Aparecida en la revista Piel de Leopardo, integrada a este portal.

Recordaba Ernst Jünger, en la plenitud de la celebración de sus 90 años, a Goethe, y con él repetía que uno se retira poco a poco del mundo de la apariencia. El mundo era entonces para el escritor su biblioteca y los pequeños animales que estudiaba hasta el punto de numerosas especies tener su nombre, escribir y leer a diario y recordar con una memoria prodigiosa cada cosa que había dicho y donde la había dicho.

El mundo de la apariencia, deriva uno sin mayor esfuerzo, es el de la relación con los terceros, la vida social, el intercambio. El mundo de la apariencia no está en la literatura, está en la cotidianeidad del intercambio social. Novalis sale a relucir: “Lo que no ha pasado en ningún tiempo ni en ningún lugar, sólo eso es verdadero”. En el siglo XXI, arrastrada desde antes, encontramos a plenitud una degenerativa propuesta de la vieja definición de persona. Conforme a ella aquéllas no son más que detentadoras de poder.

El escritor no dispone de ninguno, a no ser reforzar en sí mismo la presencia del universo en el acto mismo de la creación. El buen lector siente esa liaison cuando lee a alguien que merezca llamarse de esa manera. A su vez, refuerza ese universo en sí mismo y, si tiene un sentido capaz de descifrar los códigos creativos, también sale de las apariencias.

   Quizás el único verdadero historiador sea el escritor, pues resume en sus textos la inveterada tendencia humana a huir del tiempo. Acostumbro repetir a los amigos que la vida no es otra cosa que repetición. El escritor es el portavoz de la consigna “no a la otra-vez”. De allí a nadie puede extrañar que nuestra época sea la de los massmedia y nuestra civilización la del espectáculo.

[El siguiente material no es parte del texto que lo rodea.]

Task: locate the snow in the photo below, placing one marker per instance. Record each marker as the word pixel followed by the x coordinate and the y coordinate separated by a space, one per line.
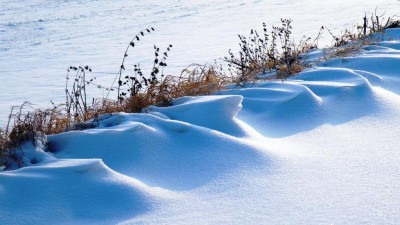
pixel 39 39
pixel 319 148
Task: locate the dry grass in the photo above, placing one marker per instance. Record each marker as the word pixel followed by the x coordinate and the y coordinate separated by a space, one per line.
pixel 271 52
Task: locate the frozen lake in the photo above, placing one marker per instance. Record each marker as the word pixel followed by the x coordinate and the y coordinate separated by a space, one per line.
pixel 40 39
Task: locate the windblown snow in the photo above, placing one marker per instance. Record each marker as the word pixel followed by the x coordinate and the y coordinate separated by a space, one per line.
pixel 319 148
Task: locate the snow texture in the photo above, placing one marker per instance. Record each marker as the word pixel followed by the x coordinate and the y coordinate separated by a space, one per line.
pixel 320 148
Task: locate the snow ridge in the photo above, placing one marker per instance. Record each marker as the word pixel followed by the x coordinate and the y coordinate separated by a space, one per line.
pixel 318 148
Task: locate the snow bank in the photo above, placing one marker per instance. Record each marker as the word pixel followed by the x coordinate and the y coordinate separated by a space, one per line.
pixel 319 148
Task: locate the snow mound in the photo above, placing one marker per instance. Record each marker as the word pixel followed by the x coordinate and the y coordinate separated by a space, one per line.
pixel 207 110
pixel 319 148
pixel 69 191
pixel 160 152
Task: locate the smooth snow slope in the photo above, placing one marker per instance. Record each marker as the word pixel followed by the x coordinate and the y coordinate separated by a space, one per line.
pixel 320 148
pixel 40 39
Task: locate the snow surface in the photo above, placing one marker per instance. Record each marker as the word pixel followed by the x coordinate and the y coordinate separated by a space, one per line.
pixel 40 39
pixel 320 148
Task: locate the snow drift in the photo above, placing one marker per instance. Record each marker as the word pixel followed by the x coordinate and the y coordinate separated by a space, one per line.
pixel 321 147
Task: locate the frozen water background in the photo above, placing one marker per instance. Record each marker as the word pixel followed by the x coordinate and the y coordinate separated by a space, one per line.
pixel 40 39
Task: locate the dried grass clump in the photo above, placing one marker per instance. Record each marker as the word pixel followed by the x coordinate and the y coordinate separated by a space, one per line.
pixel 270 52
pixel 199 79
pixel 349 43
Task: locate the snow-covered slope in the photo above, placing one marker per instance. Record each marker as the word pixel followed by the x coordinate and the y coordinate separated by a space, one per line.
pixel 320 148
pixel 39 39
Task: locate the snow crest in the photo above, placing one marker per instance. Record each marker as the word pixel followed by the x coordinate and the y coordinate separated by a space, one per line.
pixel 319 148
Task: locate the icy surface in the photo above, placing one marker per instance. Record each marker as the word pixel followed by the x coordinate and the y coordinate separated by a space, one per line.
pixel 320 148
pixel 40 39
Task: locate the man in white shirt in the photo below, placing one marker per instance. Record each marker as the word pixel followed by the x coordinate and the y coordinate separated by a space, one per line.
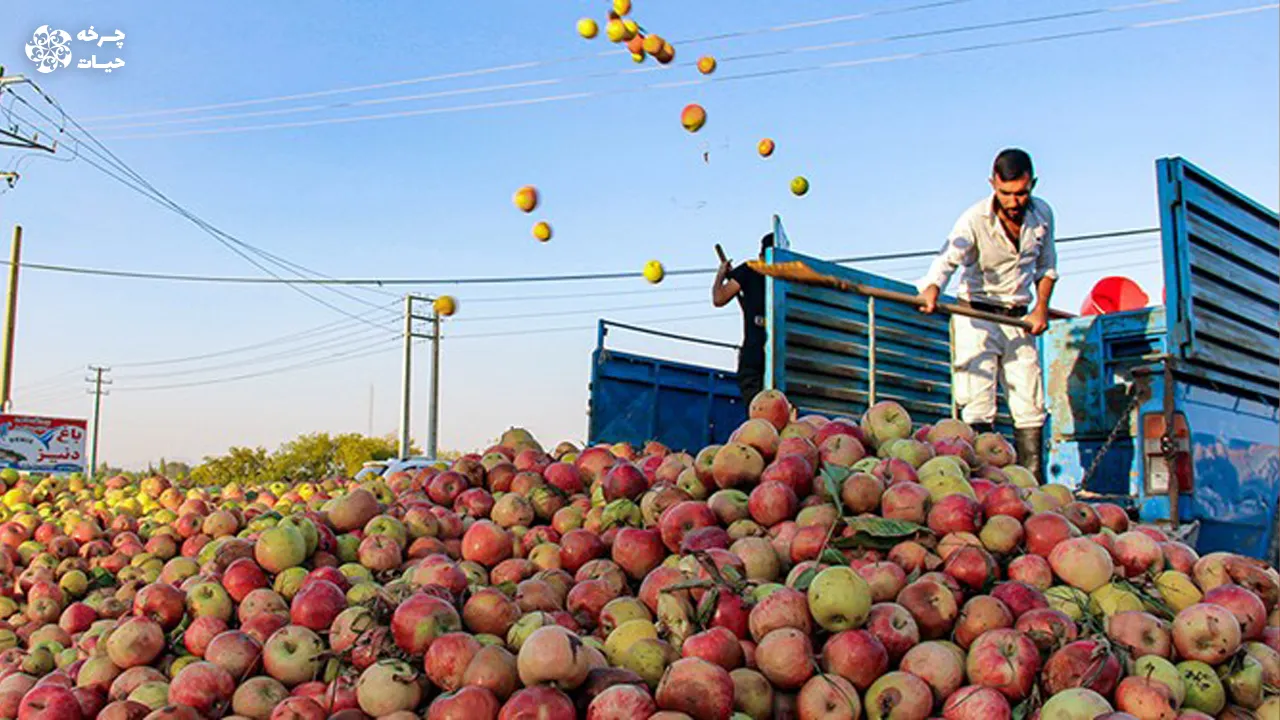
pixel 1004 247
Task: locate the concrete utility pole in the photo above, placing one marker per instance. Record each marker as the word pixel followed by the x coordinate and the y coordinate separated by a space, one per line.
pixel 433 411
pixel 433 417
pixel 10 322
pixel 97 392
pixel 13 137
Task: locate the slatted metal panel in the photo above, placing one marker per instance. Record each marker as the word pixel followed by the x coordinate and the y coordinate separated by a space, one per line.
pixel 1221 256
pixel 636 399
pixel 822 343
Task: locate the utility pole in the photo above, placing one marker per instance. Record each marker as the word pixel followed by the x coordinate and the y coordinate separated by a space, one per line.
pixel 97 392
pixel 13 136
pixel 433 417
pixel 10 322
pixel 433 414
pixel 407 376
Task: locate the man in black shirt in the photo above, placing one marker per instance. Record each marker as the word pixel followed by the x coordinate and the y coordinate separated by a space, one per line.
pixel 748 287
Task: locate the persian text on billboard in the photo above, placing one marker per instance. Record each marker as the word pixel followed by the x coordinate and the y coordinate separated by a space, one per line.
pixel 42 445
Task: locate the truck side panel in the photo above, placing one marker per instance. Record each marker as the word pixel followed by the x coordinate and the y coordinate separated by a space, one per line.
pixel 837 352
pixel 636 399
pixel 1221 255
pixel 1235 455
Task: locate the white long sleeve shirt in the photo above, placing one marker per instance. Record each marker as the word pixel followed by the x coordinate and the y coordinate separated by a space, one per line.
pixel 991 268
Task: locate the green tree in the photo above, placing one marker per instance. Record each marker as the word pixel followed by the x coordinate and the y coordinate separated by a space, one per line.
pixel 248 465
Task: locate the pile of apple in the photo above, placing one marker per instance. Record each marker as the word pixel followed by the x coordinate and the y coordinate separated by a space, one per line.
pixel 809 568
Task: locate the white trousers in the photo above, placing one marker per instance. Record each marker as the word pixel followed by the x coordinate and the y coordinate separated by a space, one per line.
pixel 987 351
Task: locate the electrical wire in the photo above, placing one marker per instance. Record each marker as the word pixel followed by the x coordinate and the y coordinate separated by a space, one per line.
pixel 359 336
pixel 499 279
pixel 385 346
pixel 316 331
pixel 388 345
pixel 138 183
pixel 526 65
pixel 758 74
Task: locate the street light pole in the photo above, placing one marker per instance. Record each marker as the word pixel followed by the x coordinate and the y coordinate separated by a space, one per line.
pixel 433 423
pixel 407 377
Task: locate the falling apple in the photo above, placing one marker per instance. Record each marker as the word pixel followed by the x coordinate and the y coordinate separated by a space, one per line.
pixel 526 199
pixel 694 117
pixel 654 272
pixel 444 305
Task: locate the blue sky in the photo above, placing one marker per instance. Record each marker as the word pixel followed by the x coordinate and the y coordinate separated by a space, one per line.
pixel 895 150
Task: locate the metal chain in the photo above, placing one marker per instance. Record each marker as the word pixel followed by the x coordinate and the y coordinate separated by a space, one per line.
pixel 1115 433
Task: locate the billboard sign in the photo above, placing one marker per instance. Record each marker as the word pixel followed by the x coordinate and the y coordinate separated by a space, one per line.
pixel 42 445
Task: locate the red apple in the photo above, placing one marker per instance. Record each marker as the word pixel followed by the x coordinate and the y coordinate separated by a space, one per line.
pixel 698 688
pixel 1206 632
pixel 1082 664
pixel 420 619
pixel 467 703
pixel 976 702
pixel 1005 660
pixel 895 628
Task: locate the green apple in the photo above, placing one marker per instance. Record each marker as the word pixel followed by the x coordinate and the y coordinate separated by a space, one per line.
pixel 840 598
pixel 1205 691
pixel 1244 686
pixel 1162 670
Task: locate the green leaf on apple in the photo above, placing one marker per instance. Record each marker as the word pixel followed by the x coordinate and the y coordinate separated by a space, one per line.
pixel 833 478
pixel 805 578
pixel 832 556
pixel 880 533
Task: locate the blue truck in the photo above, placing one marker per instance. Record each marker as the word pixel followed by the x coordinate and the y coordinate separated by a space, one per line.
pixel 1171 410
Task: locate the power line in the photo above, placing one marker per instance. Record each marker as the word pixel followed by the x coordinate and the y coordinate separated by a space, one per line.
pixel 385 346
pixel 526 65
pixel 140 185
pixel 316 331
pixel 369 352
pixel 758 74
pixel 502 279
pixel 339 356
pixel 359 336
pixel 332 343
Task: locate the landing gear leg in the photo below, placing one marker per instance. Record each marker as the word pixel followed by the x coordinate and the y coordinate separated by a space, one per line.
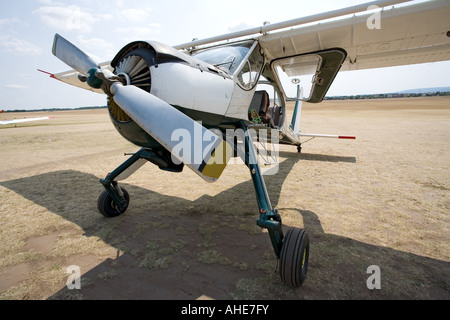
pixel 292 250
pixel 114 200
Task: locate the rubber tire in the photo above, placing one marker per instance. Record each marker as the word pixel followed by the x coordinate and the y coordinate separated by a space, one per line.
pixel 294 257
pixel 106 206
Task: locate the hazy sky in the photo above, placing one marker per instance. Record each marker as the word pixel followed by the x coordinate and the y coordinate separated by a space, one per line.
pixel 102 27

El mundo tiene que ser lo suficientemente fuerte para auto reproducirse constantemente en las apariencias y así llega a convertirse en una falta de mundo. El escritor, en cambio, es un constructor y la imaginación creativa se alza como el único antídoto contra una absorción y extinción de la trascendencia.

No quiere decir que el escritor trascienda. Aún hoy hablamos de Homero, pero cualquier lector de Peter Sloterdijk puede ir comprobando como los muertos se vuelven cada día menos importantes. Es lo que él llama “una humanidad horizontalmente reticulada”.  De allí que el escritor comprenda que preguntarse por un propósito de la literatura carece de sentido en un mundo donde los sentidos han sido derivados produciendo una fatal ruptura de la integridad del todo.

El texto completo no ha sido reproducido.